La présidente du Front national avait sanctionné les deux eurodéputés pour avoir défilé le 1er mai  aux côtés de Jean-Marie Le Pen. Si elle a refusé la démission de Bruno Gollnisch, Marie-Christine Arnautu risque l’exclusion. Un choix stratégique.

Absolution pour l’un, mais sanction programmée pour l’autre : la présidente du Front national, Marine Le Pen, a tranché le sort des deux responsables de son parti qui avaient participé au défilé du 1er mai organisé par son père, malgré son interdiction. Marine Le Pen avait préféré réunir ses partisans autour d’un banquet pour la première fois.

Le bureau politique avait alors déposé une motion contre les deux cadres du parti. Bruno Gollnisch et Marie-Christine Arnautu sont deux des 42 membres du «  gouvernement frontiste ». Mais à la surprise générale, Marine Le Pen a annoncé refuser la démission de Bruno Gollnisch, présentée mercredi par l’intéressé, dans un communiqué publié jeudi 12 mai.

Marie-Christine Arnautu, qui refuse de présenter sa démission, est convoquée devant les instances disciplinaires du parti. Une solution en demi-teinte pour ne pas décrédibiliser davantage la formation d’extrême droite.

Deux cadres, deux issues

Marine Le Pen et Bruno Gollnisch ont trouvé un accord mercredi au Parlement européen. Son ancien rival pour la tête du parti en 2011 conserve sa place au sein du bureau politique. Selon Wallerand de Saint-Just, membre du bureau exécutif — l’instance de neuf membres aux commandes du parti — «  c’est  un apaisement de Marine et de Bruno, chacun s’est montré intelligent et a fait un pas ». Il ajoute qu’écarter Bruno Gollnisch, « une telle figure du FN, aurait été vulnérant ».

Bruno Gollnisch, proche de Jean-Marie Le Pen, est un des rares cadres du parti à s’opposer à la ligne de la présidente du parti d’extrême droite au sein du Front national. Mais selon un proche de Marine Le Pen, l’accord trouvé entre les deux élus européens n’a rien à voir avec un rapport de force. Bruno Gollnisch n’a pas fait « preuve d’hostilité ».
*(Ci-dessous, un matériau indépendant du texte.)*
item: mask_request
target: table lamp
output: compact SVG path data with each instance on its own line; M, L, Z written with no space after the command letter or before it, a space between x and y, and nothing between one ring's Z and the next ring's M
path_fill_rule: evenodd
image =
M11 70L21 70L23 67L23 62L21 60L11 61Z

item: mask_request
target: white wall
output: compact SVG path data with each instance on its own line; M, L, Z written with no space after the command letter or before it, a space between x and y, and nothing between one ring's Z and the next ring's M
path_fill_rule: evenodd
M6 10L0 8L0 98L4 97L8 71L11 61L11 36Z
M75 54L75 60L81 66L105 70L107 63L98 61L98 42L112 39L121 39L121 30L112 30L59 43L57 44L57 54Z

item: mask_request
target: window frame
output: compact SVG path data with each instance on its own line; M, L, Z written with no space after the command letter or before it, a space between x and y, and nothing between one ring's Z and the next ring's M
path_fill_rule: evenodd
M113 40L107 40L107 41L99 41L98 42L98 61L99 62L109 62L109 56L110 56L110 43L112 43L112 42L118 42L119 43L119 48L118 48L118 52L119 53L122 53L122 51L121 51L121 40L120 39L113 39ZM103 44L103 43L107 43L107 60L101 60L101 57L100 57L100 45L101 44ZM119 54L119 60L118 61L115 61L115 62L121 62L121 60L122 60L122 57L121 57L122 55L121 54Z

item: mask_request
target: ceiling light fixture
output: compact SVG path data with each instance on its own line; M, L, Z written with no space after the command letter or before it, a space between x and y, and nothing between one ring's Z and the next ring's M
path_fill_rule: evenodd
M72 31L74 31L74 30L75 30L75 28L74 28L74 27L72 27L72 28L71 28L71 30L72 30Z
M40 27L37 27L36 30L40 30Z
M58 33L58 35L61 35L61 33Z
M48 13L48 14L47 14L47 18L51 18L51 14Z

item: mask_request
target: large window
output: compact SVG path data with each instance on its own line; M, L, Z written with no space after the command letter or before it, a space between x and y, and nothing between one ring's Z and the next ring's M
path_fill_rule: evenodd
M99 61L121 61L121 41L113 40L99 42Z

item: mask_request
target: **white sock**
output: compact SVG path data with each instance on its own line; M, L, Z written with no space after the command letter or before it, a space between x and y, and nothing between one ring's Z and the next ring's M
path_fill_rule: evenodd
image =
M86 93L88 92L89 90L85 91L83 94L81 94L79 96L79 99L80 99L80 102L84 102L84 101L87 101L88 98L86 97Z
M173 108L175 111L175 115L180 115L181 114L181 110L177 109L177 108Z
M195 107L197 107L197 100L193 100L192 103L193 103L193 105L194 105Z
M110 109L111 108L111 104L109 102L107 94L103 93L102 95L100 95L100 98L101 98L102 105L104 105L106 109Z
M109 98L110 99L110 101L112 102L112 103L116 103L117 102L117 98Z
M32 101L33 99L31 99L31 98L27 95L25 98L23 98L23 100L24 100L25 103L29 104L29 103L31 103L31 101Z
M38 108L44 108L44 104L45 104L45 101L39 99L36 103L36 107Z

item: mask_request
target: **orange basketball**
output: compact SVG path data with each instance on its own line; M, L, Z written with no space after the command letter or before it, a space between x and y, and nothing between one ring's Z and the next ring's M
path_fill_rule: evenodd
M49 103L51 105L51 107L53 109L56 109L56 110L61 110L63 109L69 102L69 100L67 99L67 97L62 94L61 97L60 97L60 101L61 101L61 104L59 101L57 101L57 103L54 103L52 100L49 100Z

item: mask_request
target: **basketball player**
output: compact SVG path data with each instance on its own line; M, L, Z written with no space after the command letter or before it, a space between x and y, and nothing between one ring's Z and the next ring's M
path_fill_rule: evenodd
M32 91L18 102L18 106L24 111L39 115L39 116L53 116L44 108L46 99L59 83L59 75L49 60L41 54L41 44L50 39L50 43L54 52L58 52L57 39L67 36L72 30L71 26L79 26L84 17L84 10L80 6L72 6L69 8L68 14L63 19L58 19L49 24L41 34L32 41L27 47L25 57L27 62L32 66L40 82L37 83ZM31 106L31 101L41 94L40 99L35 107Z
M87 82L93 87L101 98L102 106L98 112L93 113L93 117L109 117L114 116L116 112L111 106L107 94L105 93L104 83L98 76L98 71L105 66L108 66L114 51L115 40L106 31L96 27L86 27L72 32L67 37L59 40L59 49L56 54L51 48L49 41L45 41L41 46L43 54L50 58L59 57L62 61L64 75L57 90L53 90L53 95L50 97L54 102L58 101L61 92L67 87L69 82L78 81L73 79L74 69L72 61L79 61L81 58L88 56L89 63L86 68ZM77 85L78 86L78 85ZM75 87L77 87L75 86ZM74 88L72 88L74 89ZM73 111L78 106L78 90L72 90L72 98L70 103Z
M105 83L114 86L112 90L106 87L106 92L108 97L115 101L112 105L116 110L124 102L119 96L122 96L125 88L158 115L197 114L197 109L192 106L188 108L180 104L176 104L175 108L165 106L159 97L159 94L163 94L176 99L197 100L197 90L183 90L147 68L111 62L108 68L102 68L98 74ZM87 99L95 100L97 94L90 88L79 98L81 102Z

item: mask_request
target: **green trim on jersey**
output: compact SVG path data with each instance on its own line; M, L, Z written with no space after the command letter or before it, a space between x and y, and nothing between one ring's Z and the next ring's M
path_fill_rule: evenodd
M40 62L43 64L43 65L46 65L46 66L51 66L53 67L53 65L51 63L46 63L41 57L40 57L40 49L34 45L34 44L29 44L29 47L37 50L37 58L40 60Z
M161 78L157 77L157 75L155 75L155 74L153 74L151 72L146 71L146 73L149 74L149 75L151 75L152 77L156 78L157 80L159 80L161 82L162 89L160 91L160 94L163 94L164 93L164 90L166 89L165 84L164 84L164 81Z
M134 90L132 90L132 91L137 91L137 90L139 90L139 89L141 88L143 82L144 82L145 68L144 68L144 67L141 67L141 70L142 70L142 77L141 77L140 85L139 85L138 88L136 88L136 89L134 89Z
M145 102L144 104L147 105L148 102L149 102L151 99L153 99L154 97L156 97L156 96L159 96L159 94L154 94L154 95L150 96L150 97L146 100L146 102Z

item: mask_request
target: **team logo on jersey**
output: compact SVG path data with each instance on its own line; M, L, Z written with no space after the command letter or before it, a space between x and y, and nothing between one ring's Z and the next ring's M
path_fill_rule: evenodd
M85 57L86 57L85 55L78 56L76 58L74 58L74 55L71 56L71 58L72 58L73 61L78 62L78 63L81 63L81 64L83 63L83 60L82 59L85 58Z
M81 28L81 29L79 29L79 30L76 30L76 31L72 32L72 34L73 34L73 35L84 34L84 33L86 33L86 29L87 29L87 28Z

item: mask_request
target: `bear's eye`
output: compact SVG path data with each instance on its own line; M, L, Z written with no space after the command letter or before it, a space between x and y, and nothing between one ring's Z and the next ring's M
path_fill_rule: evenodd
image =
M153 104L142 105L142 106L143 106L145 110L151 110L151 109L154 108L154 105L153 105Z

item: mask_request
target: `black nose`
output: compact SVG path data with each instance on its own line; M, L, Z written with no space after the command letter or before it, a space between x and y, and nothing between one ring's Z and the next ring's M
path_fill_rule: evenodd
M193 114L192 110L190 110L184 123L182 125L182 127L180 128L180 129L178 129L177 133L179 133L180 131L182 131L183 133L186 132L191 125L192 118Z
Le cas de Marie-Christine Arnautu est plus complexe. Elle fait partie du bureau exécutif du parti. C’est Marine Le Pen qui l’a nommée vice-présidente en 2011. Pour Wallerand de Saint-Just, « elle continue à faire Tarzan ». Toutefois, Marie-Christine Arnautu, elle aussi eurodéputée,  a déclaré jeudi 12 mai avoir refusé le même accord que celui accepté par Bruno Gollnisch. Elle considère « n’avoir fait aucune faute politique, ni fait preuve de déloyauté envers Marine Le Pen ».
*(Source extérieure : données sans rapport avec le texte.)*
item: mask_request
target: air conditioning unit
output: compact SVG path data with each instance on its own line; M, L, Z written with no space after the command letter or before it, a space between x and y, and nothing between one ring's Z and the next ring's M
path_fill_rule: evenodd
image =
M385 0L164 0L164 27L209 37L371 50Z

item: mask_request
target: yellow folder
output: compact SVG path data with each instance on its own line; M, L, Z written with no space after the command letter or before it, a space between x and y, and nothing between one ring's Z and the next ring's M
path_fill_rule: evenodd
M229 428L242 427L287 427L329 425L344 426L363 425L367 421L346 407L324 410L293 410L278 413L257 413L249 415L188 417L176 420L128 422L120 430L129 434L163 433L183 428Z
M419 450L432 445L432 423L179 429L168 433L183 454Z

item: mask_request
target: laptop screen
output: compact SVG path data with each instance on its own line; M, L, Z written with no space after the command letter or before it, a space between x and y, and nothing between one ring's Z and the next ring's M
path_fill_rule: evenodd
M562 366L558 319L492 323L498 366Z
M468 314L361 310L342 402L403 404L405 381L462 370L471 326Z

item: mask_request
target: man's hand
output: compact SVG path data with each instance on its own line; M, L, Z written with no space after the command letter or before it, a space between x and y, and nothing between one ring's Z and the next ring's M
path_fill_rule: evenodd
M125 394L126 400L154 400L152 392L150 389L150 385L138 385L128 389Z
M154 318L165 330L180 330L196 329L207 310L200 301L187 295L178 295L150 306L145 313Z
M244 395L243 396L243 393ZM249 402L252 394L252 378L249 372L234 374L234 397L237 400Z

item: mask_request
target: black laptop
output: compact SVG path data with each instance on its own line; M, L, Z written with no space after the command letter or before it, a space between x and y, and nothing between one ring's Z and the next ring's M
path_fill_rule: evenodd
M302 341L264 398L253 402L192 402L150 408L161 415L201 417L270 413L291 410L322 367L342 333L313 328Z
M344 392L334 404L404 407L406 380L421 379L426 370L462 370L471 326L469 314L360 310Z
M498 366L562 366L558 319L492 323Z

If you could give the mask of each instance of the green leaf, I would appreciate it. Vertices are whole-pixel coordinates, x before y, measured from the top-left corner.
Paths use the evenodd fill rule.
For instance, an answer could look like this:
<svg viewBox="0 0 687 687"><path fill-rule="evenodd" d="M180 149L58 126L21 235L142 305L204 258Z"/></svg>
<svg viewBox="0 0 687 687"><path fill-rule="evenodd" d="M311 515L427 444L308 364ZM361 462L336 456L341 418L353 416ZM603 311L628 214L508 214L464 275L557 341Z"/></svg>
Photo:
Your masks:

Apaiser une partie des tensions

Le maintien de Bruno Gollnisch au sein du FN est bénéfique selon Wallerand de Saint-Just, surtout depuis les tensions constantes avec Jean-Marie Le Pen, co-fondateur du parti. « Il y a longtemps qu’une telle solution apaisante n’avait pas été adoptée en interne » estime-t-il.

Quant à Marie-Christine Arnautu, la date de son passage devant la commission de discipline frontiste n’a pas encore été déterminée. « Je ne me laisserai pas faire, affirme-t-elle à LibérationVoilà un an que l’on veut me sortir du bureau exécutif, et on a fini par trouver ce prétexte. (…) En tout cas, si on veut vraiment l’apaisement, mieux vaudrait en rester là ».